Not surprising, but a shock all the same. You know what I’m talking about. I’ll spare you yet another panegyric on the life of the Queen. I’m also not going to argue the case of the Queen’s role in the last decades of empire or what type of monarch King Charles III is likely to be. Saturated by these stories, I can only offer my account of these last few days from smalltown England.
Early Thursday evening while the news of the death of the monarch was being announced, I was in a video call with a language partner talking about the Queen’s failing health and the news that royals were heading to Balmoral. The end was soon for the tiny frail queen – or was it really? We speculated. At the end of the call, I returned to an article – deadline looming. A couple of hours had passed before I sat at the dining table with the television on. There was only one story, and unusually no one to talk to about it. My David was in France painting window frames in our apartment, leaving me in England by myself with the BBC broadcasters dressed in black. I was taking it in as if I were in a dream, where I’m usually by myself, uncertain about what will happen next.
Friday morning. The newspapers all flogged their special issues on the Queen, full of articles written months, if not years, earlier. I noticed that children were still going to school, the little ones skipping and talking as they walked past our house. The clocks had not stopped, and the world had not gone silent (to paraphrase Auden). I checked my emails as a local councillor and realized that I had been sent a message the day before saying that Operation London Bridge was in effect (code for the Queen has died). The email was sent at 16.09, and according to the media, the Prime Minister was notified at 16.30 by the Chancellor, a quick whisper as they sat in Parliament. Why would I – someone who deals with ward residents’ complaints about rubbish collection and potholes – be given this news before the PM? This cannot be real.
Saturday is market day in Ely. The high street and Market Square are bustling as per usual. But not usual – a strange heaviness fills the air. People are conversing in pairs and small groups, but I’m not hearing any light-hearted intonations or laughs. Others like me walk in silence from shop to shop, noticing the occasional placard or window display about the Queen. My internal dialogue is in the present tense. I want to be in the moments that I know are historical, memorable.
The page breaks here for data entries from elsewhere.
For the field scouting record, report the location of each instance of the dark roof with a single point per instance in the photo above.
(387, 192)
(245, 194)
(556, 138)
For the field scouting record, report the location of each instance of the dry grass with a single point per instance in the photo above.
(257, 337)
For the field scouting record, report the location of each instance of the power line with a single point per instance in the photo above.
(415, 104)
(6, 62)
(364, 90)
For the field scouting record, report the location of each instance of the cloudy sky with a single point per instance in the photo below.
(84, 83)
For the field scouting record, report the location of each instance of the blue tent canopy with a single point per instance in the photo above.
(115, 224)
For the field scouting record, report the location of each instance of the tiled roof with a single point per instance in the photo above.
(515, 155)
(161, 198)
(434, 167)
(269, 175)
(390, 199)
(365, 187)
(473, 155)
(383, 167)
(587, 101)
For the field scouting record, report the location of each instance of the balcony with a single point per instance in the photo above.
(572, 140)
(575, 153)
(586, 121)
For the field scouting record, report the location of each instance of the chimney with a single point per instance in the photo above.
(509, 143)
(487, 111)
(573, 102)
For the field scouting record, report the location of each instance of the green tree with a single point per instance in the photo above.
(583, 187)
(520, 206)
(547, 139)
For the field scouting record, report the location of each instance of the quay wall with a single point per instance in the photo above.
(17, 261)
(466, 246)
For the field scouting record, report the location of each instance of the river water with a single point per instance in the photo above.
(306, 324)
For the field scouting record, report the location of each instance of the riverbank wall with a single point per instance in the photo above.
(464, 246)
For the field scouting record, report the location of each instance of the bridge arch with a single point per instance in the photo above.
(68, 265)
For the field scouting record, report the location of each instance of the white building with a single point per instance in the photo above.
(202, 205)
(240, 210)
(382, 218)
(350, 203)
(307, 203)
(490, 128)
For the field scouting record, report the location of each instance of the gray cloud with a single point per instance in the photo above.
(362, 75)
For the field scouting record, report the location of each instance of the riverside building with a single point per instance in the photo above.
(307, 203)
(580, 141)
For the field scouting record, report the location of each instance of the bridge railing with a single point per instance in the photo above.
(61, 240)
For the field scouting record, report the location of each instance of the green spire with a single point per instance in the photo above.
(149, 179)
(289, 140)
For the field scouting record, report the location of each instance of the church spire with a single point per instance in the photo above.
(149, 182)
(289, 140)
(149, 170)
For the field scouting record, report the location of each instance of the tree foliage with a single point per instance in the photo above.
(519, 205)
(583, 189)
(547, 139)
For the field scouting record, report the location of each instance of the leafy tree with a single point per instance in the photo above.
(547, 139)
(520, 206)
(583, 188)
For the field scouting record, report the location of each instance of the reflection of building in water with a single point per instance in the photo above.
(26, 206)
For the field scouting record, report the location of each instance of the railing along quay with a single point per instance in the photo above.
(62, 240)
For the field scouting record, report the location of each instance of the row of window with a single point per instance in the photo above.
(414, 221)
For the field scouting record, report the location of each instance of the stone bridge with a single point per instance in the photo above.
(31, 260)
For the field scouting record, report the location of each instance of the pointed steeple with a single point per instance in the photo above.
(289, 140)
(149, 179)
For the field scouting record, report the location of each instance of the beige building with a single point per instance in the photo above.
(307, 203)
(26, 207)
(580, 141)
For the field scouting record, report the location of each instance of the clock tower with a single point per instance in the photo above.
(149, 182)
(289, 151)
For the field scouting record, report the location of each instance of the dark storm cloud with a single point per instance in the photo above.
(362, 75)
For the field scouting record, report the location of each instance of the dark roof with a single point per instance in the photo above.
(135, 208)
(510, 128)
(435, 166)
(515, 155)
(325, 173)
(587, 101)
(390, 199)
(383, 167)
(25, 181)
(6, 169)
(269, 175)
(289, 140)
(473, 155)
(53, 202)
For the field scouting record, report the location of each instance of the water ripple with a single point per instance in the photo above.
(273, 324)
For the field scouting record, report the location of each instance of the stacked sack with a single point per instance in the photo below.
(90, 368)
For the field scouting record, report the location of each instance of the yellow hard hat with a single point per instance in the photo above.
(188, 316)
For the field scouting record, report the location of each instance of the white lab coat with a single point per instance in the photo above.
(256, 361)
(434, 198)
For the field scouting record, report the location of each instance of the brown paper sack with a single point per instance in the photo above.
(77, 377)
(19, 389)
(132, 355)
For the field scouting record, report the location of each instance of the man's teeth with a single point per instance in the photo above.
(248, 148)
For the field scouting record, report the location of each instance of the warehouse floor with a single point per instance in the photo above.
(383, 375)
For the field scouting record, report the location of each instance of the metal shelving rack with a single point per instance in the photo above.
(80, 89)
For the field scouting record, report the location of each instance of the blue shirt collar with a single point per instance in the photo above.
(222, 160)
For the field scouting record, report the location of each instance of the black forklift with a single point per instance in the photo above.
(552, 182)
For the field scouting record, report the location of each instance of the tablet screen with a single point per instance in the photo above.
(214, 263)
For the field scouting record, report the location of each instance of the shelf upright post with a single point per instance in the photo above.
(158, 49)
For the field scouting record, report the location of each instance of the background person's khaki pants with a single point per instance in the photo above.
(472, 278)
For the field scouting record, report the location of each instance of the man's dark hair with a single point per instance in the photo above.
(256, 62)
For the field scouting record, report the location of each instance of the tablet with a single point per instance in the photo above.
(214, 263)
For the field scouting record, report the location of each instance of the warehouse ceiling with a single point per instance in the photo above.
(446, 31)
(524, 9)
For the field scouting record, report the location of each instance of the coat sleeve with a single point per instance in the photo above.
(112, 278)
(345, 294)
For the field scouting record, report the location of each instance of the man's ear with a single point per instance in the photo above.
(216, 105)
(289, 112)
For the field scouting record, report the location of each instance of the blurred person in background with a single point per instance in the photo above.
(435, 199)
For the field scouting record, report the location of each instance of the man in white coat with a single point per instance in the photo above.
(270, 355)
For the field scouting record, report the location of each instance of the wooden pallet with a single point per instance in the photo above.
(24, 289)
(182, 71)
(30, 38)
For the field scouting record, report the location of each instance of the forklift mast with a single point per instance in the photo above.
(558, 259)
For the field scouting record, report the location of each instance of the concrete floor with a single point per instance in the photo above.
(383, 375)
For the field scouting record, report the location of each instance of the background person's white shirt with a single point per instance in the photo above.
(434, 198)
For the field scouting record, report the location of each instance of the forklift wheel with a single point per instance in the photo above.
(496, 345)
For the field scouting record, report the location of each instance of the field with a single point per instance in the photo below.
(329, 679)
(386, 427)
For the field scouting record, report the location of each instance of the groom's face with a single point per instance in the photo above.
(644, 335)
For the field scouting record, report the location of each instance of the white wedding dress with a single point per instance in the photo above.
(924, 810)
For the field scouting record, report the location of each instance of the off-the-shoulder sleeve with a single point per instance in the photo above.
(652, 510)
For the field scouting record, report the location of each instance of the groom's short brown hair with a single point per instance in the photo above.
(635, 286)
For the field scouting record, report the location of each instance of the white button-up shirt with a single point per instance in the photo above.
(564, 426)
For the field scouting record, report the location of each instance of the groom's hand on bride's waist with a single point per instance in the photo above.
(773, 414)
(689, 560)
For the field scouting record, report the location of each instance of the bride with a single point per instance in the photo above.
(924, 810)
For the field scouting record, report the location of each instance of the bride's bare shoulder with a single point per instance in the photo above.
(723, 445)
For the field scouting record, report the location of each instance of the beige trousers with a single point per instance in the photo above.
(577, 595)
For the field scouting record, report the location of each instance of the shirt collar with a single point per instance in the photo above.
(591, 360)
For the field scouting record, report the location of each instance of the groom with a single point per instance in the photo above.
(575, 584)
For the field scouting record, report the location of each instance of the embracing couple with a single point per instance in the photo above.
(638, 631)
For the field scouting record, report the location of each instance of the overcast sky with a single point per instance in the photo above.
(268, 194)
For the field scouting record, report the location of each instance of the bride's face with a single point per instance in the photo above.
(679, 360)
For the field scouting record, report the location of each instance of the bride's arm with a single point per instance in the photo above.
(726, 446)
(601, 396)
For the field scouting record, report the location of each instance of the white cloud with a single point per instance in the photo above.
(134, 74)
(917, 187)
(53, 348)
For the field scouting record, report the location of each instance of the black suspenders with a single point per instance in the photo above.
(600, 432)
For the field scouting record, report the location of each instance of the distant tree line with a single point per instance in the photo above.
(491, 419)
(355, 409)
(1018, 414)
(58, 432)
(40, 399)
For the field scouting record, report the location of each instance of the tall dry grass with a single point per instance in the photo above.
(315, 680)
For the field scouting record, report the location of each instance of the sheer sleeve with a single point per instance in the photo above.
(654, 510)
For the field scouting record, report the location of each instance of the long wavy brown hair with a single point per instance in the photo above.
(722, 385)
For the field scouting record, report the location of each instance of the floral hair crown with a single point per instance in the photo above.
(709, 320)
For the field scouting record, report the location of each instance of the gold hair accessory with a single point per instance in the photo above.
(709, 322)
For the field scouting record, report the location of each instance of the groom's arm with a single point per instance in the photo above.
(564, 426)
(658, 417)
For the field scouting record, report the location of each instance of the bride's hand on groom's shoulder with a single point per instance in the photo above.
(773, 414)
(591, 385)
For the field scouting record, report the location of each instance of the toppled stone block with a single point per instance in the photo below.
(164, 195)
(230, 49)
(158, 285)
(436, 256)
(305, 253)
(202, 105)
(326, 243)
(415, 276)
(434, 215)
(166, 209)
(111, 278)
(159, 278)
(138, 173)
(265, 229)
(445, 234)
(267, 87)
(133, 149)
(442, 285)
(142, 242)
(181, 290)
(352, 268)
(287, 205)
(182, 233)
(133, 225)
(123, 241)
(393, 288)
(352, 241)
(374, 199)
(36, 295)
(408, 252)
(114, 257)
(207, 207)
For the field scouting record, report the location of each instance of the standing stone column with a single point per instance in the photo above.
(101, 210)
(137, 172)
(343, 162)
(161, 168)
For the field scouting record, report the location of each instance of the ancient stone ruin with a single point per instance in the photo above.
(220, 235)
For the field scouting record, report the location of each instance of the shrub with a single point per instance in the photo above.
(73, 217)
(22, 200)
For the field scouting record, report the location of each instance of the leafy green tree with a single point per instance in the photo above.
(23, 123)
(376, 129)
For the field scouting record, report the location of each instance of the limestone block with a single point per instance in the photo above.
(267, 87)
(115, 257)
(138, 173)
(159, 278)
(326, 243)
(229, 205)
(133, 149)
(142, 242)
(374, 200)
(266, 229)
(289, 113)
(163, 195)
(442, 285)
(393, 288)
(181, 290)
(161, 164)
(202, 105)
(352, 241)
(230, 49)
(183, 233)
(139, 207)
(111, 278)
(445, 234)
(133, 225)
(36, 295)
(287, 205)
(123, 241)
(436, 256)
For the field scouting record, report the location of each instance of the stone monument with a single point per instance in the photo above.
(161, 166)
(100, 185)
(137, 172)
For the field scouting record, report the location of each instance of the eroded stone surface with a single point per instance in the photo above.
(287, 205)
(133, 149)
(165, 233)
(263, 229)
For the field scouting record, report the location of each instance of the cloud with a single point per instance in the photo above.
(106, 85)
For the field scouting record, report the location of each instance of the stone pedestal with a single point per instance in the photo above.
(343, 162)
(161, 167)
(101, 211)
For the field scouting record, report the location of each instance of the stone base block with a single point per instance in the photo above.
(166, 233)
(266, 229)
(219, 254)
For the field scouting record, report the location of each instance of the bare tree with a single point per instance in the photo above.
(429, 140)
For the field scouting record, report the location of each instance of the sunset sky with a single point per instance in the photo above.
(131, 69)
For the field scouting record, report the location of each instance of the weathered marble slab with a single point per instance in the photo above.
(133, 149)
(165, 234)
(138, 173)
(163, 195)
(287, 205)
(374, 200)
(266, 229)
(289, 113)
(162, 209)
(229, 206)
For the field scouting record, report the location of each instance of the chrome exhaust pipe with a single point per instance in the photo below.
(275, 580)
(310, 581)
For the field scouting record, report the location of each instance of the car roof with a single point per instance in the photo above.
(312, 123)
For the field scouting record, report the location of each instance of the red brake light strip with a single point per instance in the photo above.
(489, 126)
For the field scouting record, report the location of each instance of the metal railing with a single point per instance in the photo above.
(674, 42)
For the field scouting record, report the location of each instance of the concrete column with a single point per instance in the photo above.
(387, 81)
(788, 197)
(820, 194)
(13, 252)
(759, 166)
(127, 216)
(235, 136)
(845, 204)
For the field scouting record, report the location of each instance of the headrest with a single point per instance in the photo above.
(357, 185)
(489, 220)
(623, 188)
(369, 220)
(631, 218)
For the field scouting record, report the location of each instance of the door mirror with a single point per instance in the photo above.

Sunday, and the dream continued as I seemed to be rousing, thinking less about what had happened and more about what is to come. I had been summoned to a ceremony outside of Ely Cathedral. The Proclamation of the Accession of His Majesty King Charles III took place in cities across the country. I was there as an ‘official guest.’ As required, I wore black (even black bra and panties) and donned a black rosette that I had been allocated. In my official role, I said, ‘God save the King’ and three ‘hoorays’ on cue. That woke me up. What followed was more real than dream. I sang the national anthem of God and gracious King, recalling my American childhood where the same tune was sung to ‘My Country ‘Tis of Thee.’ Life moves on.